= Laughing on the Outside (Crying on the Inside) =

1946 song by Bernie Wayne

"Laughing on the Outside (Crying on the Inside)" is a popular song. The music was written by Bernie Wayne, the lyrics by Ben Raleigh. The song was published in 1946.

Three versions were popular in 1946: by Dinah Shore, by Andy Russell, and by Sammy Kaye and his Orchestra (with vocal by Billy Williams).

The recording by Dinah Shore was released by Columbia Records as catalog number 36964. It first reached the Billboard charts on April 18, 1946, and lasted nine weeks on the chart, peaking at #3. This version was one side of a two-sided hit, the other side being the #2 hit, "The Gypsy."

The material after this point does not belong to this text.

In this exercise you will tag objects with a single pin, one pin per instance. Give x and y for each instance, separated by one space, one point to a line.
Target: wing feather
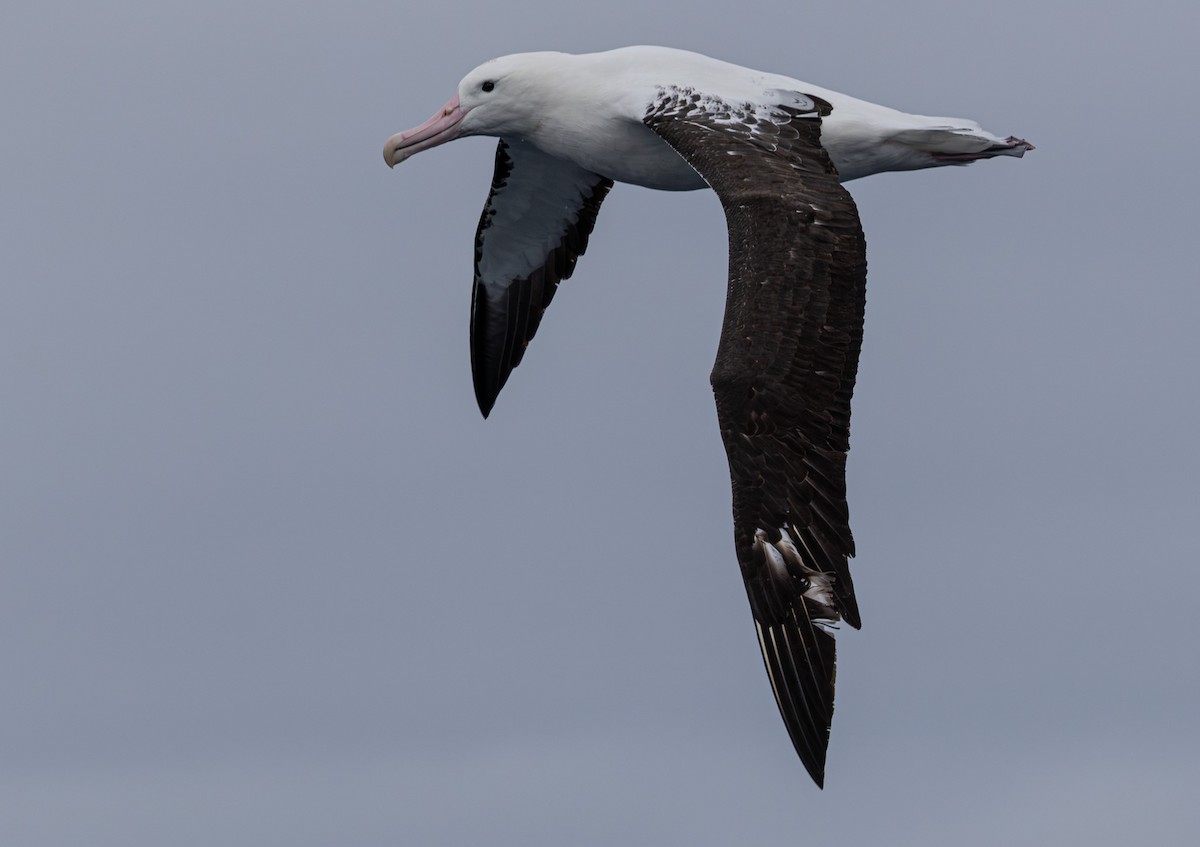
535 224
784 378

The recording by Andy Russell was released by Capitol Records as catalog number 252. It first reached the Billboard charts on May 2, 1946, and lasted seven weeks on the chart, peaking at #4. It was the B-side of They Say It's Wonderful.

The recording by Sammy Kaye was released by RCA Victor under catalog number 20-1856. It first reached the Billboard charts on May 16, 1946, and lasted four weeks on the chart, peaking at #7.

Frances Irwin sings the song at the Danceland club (set) in the movie Gun Crazy, produced in 1949.

The Four Aces took it to #28 on the Cash Box singles chart in October 1953.

In 1959, the venerable R&B vocal group, The Harptones (featuring Willy Winfield) recorded a version for Morty Craft's Warwick Records.

In 1962, Ella Fitzgerald recorded it on her Rhythm Is My Business, and Aretha Franklin for her album "Laughing on the Outside".